Columbia Global Reports
- Parent company: Columbia University
- Founded: 2015
- Country of origin: United States
- Headquarters location: New York City
- Distribution: Publishers Group West
- Publication types: Books
- Nonfiction topics: globalization, geopolitics
- No. of employees: 3
- Official website: globalreports.columbia.edu

= Columbia Global Reports =

Non-profit publishing imprint

Columbia Global Reports (CGR) is a non-profit publishing imprint founded in 2015 by Columbia University and led by Nicholas Lemann, the emeritus dean of Columbia's journalism school. Created as part of a wider globalization initiative, it is affiliated with Columbia's Committee on Global Thought.

The project was announced in February, 2014. Lemann started the ramp up to production that June by hiring veteran book publicist Camille McDuffie and former Daily Beast editor Jimmy So. Branding and design were done by Strick and Williams, who designed the logo so that "circles evolve through three stages of rotation, referencing the ever-changing nature of our planet."

The first book published by CGR was Shaky Ground: The Strange Saga of the U.S. Mortgage Giants, whose author Bethany McLean had previously written the 2003 expose of Enron The Smartest Guys in the Room.
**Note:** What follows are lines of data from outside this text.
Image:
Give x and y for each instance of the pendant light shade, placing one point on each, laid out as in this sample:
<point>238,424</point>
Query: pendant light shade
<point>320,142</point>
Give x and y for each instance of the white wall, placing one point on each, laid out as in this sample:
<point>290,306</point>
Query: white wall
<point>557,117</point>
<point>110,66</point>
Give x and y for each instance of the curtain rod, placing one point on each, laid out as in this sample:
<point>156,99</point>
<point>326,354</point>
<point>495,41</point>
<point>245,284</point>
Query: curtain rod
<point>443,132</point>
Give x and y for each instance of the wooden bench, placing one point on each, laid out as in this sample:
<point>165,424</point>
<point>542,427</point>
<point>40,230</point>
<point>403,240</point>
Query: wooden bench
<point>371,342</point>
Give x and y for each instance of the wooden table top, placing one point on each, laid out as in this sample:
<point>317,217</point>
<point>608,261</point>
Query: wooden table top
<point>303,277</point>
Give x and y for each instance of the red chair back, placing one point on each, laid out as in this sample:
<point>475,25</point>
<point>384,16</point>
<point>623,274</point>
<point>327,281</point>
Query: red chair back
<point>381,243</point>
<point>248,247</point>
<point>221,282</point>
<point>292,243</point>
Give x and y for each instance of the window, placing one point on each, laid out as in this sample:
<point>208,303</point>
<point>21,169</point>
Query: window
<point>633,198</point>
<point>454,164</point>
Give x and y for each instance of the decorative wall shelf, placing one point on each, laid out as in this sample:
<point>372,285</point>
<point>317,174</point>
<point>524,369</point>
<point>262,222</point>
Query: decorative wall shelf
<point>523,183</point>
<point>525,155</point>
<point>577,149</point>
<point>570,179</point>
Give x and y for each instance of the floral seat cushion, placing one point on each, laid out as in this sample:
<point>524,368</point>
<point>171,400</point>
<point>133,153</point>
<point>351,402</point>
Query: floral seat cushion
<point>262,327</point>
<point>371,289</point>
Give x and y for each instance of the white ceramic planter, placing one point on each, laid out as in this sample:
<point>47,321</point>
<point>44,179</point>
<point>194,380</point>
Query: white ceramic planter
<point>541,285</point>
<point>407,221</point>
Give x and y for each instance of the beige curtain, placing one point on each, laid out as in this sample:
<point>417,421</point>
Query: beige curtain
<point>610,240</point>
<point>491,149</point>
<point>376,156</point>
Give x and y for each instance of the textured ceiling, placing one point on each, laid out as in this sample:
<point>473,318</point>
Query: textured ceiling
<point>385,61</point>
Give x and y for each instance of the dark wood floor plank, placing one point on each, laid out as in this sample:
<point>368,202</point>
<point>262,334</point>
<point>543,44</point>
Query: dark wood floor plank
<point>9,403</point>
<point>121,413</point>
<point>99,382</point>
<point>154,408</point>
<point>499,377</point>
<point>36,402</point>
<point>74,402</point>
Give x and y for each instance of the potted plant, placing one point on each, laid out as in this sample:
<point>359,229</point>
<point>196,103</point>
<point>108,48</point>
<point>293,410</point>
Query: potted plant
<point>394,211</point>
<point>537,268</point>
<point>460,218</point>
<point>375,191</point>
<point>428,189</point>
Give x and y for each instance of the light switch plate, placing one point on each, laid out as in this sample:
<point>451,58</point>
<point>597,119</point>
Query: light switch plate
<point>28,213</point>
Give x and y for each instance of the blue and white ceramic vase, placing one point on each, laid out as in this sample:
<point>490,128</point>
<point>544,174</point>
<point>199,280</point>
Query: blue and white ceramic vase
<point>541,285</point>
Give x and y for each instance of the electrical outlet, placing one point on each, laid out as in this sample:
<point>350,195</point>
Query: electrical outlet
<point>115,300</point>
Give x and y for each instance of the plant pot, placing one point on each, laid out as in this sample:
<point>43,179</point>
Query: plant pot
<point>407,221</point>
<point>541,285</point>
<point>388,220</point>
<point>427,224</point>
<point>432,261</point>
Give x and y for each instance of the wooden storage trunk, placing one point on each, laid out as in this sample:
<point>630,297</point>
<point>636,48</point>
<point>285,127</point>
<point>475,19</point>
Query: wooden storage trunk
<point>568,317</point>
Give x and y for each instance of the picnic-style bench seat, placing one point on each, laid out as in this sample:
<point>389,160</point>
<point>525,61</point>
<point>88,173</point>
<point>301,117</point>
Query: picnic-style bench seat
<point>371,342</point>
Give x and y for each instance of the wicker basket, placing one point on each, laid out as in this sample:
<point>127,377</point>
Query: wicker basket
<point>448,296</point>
The Washington Post selected Shaky Ground as one of the best nonfiction books of 2015. Other notable authors with books published by CGR include Helen Epstein, Adam Kirsch, Clay Shirky, and Tim Wu.

Its mission is to produce "four to six ambitious works of journalism and analysis a year" on global issues, with each novella-length book available as paperback or e-book. The Columbia Journalism Review describes CGR's business model as "somewhere between a magazine and book publisher," saying, "Unlike most traditional book publishers (but like high-end magazines), Columbia Global Reports fact checks, pays writers’ expenses, and has a total production time, from signed contract to store shelves, that’s measured in months, not years."

CGR has experimented with social media, including hosting a podcast by Nicholas Lemann and participating in Instagram. In 2018, CGR was a finalist in the Shorty Awards for "Social Good," in the category of "News and Media."

According to Publishers Weekly, CGR gets most of its income from consumer sales (its books are distributed by Publishers Group West) but would not break even without support from Columbia and from foundations.